We fit a model to this new metric using the same 25 years of historical A/H3N2 data described in Huddleston et al. 2020 and tested the robustness of the model on the last 5 years of A/H3N2 data. We compared the performance of this model to models for LBI and experimental measures of antigenic drift (HI antigenic novelty). For the first half of the training period, the distance to consensus metric received a coefficient of zero, meaning it did not improve forecasts over the naive model (Figure 9). In the second half of the training period, the metric received a strong negative coefficient, as we expected. When we applied the mean coefficient from the training period to out-of-sample data in the test period, we found that the distance from consensus metric outperformed LBI and performed only slightly worse than the antigenic drift metric. These results support findings from both of our studies. The consensus sequence is a more robust representative of the future than LBI, as shown in Barrat-Charlaix et al. 2020. However, experimental measurements of antigenic drift still provide more information about the future population than sequence-only metrics, as shown in Huddleston et al. 2020. We anticipate that this new distance from consensus metric could eventually replace the existing mutational load metric in a combined model with HI antigenic novelty. This new combined model could potentially provide better estimates of functional constraint (by limiting changes from the consensus) and antigenic drift (by using experimental measures of antigenic drift phenotypes.)

How have these results changed how we think about flu evolution?

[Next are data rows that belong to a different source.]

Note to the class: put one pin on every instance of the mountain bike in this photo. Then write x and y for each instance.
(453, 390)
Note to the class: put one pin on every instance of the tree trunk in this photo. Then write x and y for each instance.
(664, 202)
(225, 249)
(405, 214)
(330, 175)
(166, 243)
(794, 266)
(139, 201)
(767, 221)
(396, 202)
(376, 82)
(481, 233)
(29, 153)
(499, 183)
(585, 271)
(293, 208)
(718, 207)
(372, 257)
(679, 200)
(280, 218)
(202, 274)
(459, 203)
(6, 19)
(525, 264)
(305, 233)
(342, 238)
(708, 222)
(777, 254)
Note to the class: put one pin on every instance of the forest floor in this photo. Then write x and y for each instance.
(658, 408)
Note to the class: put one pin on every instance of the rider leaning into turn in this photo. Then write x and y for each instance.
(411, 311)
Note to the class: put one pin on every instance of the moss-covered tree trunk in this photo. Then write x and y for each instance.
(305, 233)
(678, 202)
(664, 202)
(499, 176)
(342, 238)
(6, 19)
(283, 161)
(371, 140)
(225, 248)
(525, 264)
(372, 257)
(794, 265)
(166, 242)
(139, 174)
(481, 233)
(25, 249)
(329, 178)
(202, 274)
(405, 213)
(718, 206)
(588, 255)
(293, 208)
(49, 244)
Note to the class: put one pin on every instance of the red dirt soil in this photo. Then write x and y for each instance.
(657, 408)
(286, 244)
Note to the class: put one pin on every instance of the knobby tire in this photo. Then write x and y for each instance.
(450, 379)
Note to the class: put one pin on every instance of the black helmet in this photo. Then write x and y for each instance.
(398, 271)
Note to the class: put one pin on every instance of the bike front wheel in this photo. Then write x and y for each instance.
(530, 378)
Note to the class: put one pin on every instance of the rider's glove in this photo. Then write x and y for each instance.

In general, we found that the evolution of H3N2 flu populations remains difficult to predict. The frequency dynamics and fixation probabilities of individual mutations resemble neutrally evolving alleles. We can weakly predict the frequency dynamics of flu clades when we combine experimental and genetic data in models that account for antigenic drift and mutational load. In the best case, we can use these same biologically-informed models to predict the sequence composition of future flu populations. However, these complex fitness models do not always outperform simpler models, when predicting which individual virus is the most representative of the future population. In Barrat-Charlaix et al. 2020, the consensus sequence of the current population was as close or closer to the future population than the sequence with the highest local branching index. In Huddleston et al. 2020, a naive model estimated the single closest strain to the future nearly as well as the best biologically-informed models.

Successful flu predictions depend on the choice of prediction targets and fitness metrics. Future prediction efforts should attempt to estimate the composition of future populations instead of future clade frequencies. Fitness models should account for the genetic background of beneficial mutations and favor fitness metrics that are the least susceptible to model overfitting and historical contingency. The benefits of considering the genetic background of individual mutations in HA suggest that considering the context of all genes should yield gains, too. We need measures of antigenic drift from human antisera to complement current measures based on ferret antisera. We may also improve forecast accuracy by accounting for flu’s global migration patterns. Finally, we should make the forecasting problem itself easier by embracing efforts to reduce the lag between vaccine composition decisions and distribution to the public.